First Impressions

So, I’ve been in Brazil for a week. I wanted to take some time to organize my thoughts, since things have been pretty busy so far. I expected my first week to be slow and sedentary, peppered with a few failed attempts at reintegrating myself into society and instead spending my time lamenting my unfortunate exile and counting the number of people I know who have better lives than me. Not that I didn’t feel that way for a while, but it only lasted a few hours. Then I got moving.

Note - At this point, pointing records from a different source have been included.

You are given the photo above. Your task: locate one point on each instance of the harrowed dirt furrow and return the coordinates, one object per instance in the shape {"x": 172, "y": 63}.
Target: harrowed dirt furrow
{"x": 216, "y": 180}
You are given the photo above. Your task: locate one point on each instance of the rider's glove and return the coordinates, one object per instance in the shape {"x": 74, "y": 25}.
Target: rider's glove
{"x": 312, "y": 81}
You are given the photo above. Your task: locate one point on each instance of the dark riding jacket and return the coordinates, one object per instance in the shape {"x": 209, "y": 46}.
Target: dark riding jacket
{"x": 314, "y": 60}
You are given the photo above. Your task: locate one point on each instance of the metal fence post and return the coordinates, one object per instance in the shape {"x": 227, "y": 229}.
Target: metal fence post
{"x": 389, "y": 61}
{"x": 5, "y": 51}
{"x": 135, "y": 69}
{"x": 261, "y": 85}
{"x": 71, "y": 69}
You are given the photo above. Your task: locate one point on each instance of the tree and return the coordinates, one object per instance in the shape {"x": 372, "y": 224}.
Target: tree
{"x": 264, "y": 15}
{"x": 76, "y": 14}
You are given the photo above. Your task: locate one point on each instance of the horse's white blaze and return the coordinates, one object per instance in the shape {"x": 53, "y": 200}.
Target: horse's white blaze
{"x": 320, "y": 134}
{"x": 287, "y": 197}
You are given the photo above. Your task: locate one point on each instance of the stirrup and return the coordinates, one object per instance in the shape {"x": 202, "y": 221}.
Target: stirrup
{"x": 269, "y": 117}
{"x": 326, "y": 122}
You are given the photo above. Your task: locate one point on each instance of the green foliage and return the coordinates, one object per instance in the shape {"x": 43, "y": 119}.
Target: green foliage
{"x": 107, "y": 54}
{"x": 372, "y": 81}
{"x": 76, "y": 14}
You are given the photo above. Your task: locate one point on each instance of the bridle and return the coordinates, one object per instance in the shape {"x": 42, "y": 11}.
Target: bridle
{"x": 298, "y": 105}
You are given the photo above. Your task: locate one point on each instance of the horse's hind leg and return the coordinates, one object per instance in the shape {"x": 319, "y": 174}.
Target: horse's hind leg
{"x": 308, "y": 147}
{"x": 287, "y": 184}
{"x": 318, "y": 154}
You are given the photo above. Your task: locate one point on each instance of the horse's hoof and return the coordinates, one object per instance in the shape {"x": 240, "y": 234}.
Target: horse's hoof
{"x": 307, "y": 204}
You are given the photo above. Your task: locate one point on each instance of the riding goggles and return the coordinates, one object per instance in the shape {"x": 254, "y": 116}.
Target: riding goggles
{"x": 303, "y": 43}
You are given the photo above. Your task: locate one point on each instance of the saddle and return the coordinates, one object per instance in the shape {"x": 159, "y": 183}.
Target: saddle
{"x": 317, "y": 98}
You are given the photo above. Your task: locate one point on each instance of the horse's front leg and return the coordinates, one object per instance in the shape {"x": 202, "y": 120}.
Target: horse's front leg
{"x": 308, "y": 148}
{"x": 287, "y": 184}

The best way to describe Sao Paulo is to say that it will be one of the first cities in the world to reach sci-fi levels of scale and structure.  Like Blade Runner’s LA, or maybe an underfunded Coruscant.  In 30 years people who see this place for the first time will immediately hope they had Philip K. Dick or William Gibson as their real estate agent. Some neighborhoods are very run down, especially near downtown (which, as in any South American city, is invariably referred to as the “Center”). The buildings are Iberian-Colonial , of the kind that looks especially derelict combined with the absence of a recent coat of paint. Picture Buenos Aires or Madrid, and multiply the number of people by 3 and the number of motorcycles by 350. Having said this, there are neighborhoods which are extremely modern. Morumbi is an amalgam of mansions and luxury apartment buildings, and Berrini has so many modern corporate highrise developments that you can almost forget you’re in a city surrounded by drug-fueled shantytowns.

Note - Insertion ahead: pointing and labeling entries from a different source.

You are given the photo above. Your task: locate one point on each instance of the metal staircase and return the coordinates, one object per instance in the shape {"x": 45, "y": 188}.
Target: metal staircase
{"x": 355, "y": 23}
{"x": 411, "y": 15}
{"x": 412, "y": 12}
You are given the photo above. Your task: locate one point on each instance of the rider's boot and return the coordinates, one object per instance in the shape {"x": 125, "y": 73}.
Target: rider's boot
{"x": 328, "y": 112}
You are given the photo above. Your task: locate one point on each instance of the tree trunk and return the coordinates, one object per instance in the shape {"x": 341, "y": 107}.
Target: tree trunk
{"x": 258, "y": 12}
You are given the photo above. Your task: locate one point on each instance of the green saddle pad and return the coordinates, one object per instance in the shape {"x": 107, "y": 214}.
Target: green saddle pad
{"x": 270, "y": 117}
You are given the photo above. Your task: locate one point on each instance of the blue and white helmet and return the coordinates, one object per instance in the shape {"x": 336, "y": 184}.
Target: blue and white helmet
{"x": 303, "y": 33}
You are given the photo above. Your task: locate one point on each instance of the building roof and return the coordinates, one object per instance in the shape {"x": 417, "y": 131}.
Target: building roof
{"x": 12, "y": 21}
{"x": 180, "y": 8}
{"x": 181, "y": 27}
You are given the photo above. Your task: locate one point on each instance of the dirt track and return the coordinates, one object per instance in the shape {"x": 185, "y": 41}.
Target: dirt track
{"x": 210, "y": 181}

Since I was born abroad and have never acquired the proper documentation which every Brazilian has, my goal for last week was to get all of my papers in order. There are basically four different documents you need to do anything in Brazil. Literally anything – banks and federal/state governments will always ask for three out of four if not all of these for even the simplest of transactions. These are your:

  1. CPF (Physical Person Registration)
  2. RG (General Registration)
  3. Voter’s Registration
  4. Birth Certificate

The first two are obviously redundant. The official story is that one is state-issued and the other is a federal document, but how does that justify anything? You could have infinite reductions of identity management until every county and township is issuing ID numbers. Anyway, it takes a lot of time to get these from scratch, but time is all I have.

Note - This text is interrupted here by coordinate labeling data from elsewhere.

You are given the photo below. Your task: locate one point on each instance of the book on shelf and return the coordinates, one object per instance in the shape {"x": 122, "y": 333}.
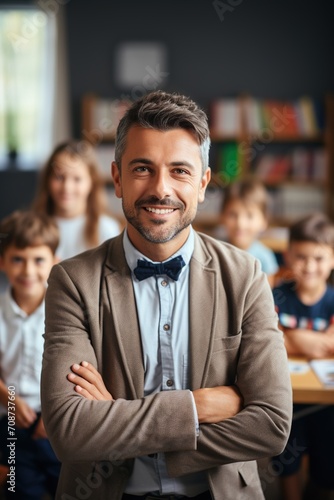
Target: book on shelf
{"x": 101, "y": 117}
{"x": 301, "y": 164}
{"x": 273, "y": 168}
{"x": 284, "y": 119}
{"x": 295, "y": 201}
{"x": 226, "y": 118}
{"x": 230, "y": 162}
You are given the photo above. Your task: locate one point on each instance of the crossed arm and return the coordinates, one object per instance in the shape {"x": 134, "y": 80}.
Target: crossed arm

Over the past four years I had forgotten how much can be done in a day if there’s no one around with the power to tell you what to do.  Every day found me at a new government office for at least four or five hours. You would think this would leave a lot of time to make some headway into Lord Jim or the newspaper but the truth is that so I’ve had very little down time when waiting for bureaucracy. Generally you’re assigned a number and don’t have to stand in any kind of physical line. While many people choose to sit around and wait for their number to come up, the smart thing to do is to just calculate the average speed that the numbers are moving at, multiply that by the difference between your number and the current number, and then go for a walk for that amount of minutes. This method was worked perfectly when I went to the “Poupa Tempo” (literally “Time Saver” – this is the official name of a government office, kind of an aggregated service center for all of your bureaucratic needs). Too bad that when I finally sat down in front of my very own Hermes Conrad, the entire network crashed and they told me to come back the next day.